Born on February 24, 1881, in Tiflis (now Tbilisi, Georgia), Abdulla Shaig came from a family of scholars. His fascination with poetry and literature emerged at the age of seven while studying at the city school in Tiflis, where he memorized poems in Azerbaijani, Russian, and Persian. His first textbook, "Vətən Dili", included the fables of I.A. Krylov, translated by Hasanaliaga Khan Garadaghi.
After completing his early education, Shaig moved with his family to Khorasan, Iran, where he studied Persian, Arabic, and classical Eastern literature. Spending about eight years in Iran, he returned to Tiflis and shortly thereafter relocated with his family to Baku.
In Baku, Shaig mastered Russian through self-education and passed the exam to become a teacher in Russian-Azerbaijani schools.

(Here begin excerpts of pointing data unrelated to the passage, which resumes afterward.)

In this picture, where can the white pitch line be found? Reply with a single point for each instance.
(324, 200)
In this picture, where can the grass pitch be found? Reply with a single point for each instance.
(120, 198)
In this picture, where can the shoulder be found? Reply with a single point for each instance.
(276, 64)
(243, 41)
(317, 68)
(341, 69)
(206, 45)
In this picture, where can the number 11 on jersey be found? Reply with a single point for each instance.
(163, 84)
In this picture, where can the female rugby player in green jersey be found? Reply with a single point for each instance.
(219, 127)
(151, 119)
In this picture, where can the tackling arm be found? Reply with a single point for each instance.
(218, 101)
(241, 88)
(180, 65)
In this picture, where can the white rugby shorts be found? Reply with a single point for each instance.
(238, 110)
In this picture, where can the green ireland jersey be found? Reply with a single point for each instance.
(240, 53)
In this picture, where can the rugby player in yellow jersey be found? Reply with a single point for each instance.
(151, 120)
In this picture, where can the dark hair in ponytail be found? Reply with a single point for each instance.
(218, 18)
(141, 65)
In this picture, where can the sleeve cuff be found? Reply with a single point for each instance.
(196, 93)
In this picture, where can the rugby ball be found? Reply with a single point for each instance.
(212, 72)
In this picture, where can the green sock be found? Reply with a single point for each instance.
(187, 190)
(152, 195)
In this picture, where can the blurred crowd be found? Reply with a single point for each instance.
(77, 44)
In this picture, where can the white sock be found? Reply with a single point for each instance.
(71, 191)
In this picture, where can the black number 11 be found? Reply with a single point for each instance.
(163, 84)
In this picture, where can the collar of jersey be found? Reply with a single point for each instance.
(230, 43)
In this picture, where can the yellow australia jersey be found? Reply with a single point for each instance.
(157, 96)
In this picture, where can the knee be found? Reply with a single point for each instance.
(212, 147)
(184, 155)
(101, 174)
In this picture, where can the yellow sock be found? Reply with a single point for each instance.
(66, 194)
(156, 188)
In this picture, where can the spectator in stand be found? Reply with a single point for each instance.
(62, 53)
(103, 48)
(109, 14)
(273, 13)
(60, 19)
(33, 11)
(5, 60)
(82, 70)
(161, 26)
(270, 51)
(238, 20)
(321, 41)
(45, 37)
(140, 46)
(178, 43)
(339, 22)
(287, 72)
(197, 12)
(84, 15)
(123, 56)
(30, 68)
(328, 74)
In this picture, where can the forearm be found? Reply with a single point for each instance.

He combined his pedagogical work with literary pursuits, creating stories and poems that vividly depicted the lives of workers and peasants. His early short story "The Letter Did Not Arrive" tells the tragic tale of a worker from Iran who dies in a Baku oil well.
The writer began publishing in 1906, producing plays, stories, poems, and long-form narratives. In the 1920s, he taught in schools while continuing to write, publishing the play "Lightning" and completing "Deceived Stars", an adaptation of a story by M.F. Akhundov.
Abdulla Shaig is widely recognized as Azerbaijan's first writer for children. His whimsical, lyrical tales "Tyk-Tyk Khanum", "Good Friend", and others as well as plays like "Good Spring" and "The Shepherd", remain beloved by Azerbaijani schoolchildren to this day.
His plays also enjoyed great success on stage. Beginning in 1938, works such as "Khasay" and "El-oglu" captivated audiences at the Theater of the Young Spectator. That same year, a collection of his translations of 97 Krylov fables was published. In 1946, his play "Nushabe" premiered at the Azerbaijan Drama Theater.
A prolific translator, Abdulla Shaig introduced Azerbaijani readers to the works of Nizami Ganjavi, Ferdowsi, Saadi, Rumi, Shakespeare, Swift, Defoe, Krylov, Pushkin, Lermontov, Nekrasov, Chekhov, Gorky, and others. His own works have been translated into Russian, Georgian, Uzbek, and numerous other languages.
Abdulla Shaig passed away on July 24, 1959, in Baku at the age of 78.
His name lives on through the Azerbaijan State Puppet Theater, founded in 1931 and named after him in 1974, and the Abdulla Shaig House Museum, opened in Baku in 1990 in the very apartment where he and his family once lived.